A large barndoor fowl well hung, stuffed in the crop with sausage meat, and gravy in the dish, and with bread sauce.

The head should be turned under the wing.

Fowl split down the back, peppered, salted, and broiled. Serve it with mushroom sauce.

To boil Fowl with Rice.

Stew the fowl very slowly, in some clear mutton broth, well skimmed, and seasoned with onion, mace, pepper, and salt. About half an hour before it be ready, put in a quarter of a pint of rice, well washed and soaked. Simmer till tender; then strain from the broth, and put the rice on a sieve before the fire.
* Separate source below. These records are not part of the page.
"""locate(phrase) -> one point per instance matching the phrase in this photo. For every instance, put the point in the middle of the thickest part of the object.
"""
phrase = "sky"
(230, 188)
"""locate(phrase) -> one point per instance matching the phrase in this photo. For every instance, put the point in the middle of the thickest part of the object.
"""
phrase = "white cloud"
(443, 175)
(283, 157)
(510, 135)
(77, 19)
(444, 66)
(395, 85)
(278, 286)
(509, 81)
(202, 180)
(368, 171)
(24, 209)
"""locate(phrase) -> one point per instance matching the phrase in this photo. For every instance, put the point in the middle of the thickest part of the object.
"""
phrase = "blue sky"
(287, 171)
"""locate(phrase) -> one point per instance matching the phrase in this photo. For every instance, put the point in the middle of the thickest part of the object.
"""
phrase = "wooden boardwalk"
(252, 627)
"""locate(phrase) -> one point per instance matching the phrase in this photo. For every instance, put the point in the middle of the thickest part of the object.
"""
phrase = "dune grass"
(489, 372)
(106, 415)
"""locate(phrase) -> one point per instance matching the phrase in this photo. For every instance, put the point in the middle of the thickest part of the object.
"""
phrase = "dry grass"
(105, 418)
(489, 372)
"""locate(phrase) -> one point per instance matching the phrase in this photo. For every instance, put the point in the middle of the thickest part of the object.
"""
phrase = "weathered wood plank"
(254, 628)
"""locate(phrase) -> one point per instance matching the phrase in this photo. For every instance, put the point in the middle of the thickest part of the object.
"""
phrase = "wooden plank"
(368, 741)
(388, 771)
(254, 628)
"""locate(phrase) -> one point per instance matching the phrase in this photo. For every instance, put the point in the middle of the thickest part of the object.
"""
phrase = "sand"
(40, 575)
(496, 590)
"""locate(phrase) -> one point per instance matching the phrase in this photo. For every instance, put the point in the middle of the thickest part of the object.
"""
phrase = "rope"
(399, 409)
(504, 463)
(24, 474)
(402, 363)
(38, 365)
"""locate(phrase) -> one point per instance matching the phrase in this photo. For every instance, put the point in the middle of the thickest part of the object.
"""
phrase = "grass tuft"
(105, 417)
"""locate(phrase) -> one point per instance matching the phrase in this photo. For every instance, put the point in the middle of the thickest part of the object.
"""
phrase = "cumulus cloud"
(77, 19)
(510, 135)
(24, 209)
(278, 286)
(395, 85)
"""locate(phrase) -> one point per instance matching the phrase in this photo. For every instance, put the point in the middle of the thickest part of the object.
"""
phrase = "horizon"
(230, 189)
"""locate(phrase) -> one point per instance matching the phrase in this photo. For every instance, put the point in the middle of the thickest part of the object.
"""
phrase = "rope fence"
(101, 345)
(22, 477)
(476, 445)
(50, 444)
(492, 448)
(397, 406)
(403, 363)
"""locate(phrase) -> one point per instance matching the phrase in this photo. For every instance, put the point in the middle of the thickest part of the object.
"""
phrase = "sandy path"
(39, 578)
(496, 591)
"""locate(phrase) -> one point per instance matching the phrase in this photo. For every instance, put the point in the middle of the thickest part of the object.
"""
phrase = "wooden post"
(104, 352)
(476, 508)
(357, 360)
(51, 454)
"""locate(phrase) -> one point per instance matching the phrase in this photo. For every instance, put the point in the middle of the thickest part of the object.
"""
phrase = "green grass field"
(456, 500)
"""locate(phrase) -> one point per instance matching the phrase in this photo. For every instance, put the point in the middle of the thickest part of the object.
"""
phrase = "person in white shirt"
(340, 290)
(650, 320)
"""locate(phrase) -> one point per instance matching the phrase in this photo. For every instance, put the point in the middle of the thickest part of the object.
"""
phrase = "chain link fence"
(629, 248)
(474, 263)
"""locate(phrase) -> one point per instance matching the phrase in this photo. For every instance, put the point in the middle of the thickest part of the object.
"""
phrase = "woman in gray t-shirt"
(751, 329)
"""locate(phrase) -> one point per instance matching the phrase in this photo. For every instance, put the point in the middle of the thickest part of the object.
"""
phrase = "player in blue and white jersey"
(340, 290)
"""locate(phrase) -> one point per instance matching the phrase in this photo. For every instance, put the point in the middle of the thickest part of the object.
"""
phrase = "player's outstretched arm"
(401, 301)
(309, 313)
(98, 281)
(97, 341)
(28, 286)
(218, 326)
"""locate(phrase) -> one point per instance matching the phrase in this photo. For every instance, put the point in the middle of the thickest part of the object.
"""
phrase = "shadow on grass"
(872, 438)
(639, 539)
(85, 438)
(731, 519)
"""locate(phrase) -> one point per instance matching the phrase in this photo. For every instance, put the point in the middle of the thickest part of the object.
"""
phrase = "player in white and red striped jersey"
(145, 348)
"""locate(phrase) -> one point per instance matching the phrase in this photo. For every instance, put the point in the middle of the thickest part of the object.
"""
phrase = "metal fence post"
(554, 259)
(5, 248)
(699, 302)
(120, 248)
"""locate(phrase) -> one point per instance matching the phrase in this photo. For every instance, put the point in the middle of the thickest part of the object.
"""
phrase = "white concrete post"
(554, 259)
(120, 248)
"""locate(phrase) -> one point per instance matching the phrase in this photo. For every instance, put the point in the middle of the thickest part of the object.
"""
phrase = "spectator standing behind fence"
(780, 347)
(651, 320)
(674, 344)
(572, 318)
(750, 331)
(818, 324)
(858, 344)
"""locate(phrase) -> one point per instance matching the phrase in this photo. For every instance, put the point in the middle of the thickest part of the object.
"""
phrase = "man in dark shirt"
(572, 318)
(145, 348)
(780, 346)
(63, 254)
Keep the fowl hot; lay it in the middle of the dish, and the rice round it, without the broth; which will be very nice to eat as such; but the less liquor it is done with the better.

Fricassee of Chickens.

Boil them rather more than half in a small quantity of water: let them cool; then cut them up, and put them to simmer in a little gravy, made of the liquor they were boiled in, and a bit of veal or mutton, onion, mace, lemonpeel, white pepper, and a bunch of sweet herbs. When quite tender, keep them hot while you thicken the sauce thus: strain off, and put it back into the saucepan, with a little salt, a scrape of nutmeg, a bit of flour and butter: give it one boil; and when you are going to serve, beat up the yelk of an egg, add half a pint of cream, and stir them over the fire, but do not let it boil.

It will be equally good without the egg.

Another white Sauce, more easily made.

Take a little of the water that boiled the fowls, (which must be kept hot) and stew with it some cut onion, a bit of parsley, a blade of mace, and a bit of lemonpeel. Mix with this a bit of butter, flour, and little thick cream, and adding the chicken, warm it with the sauce.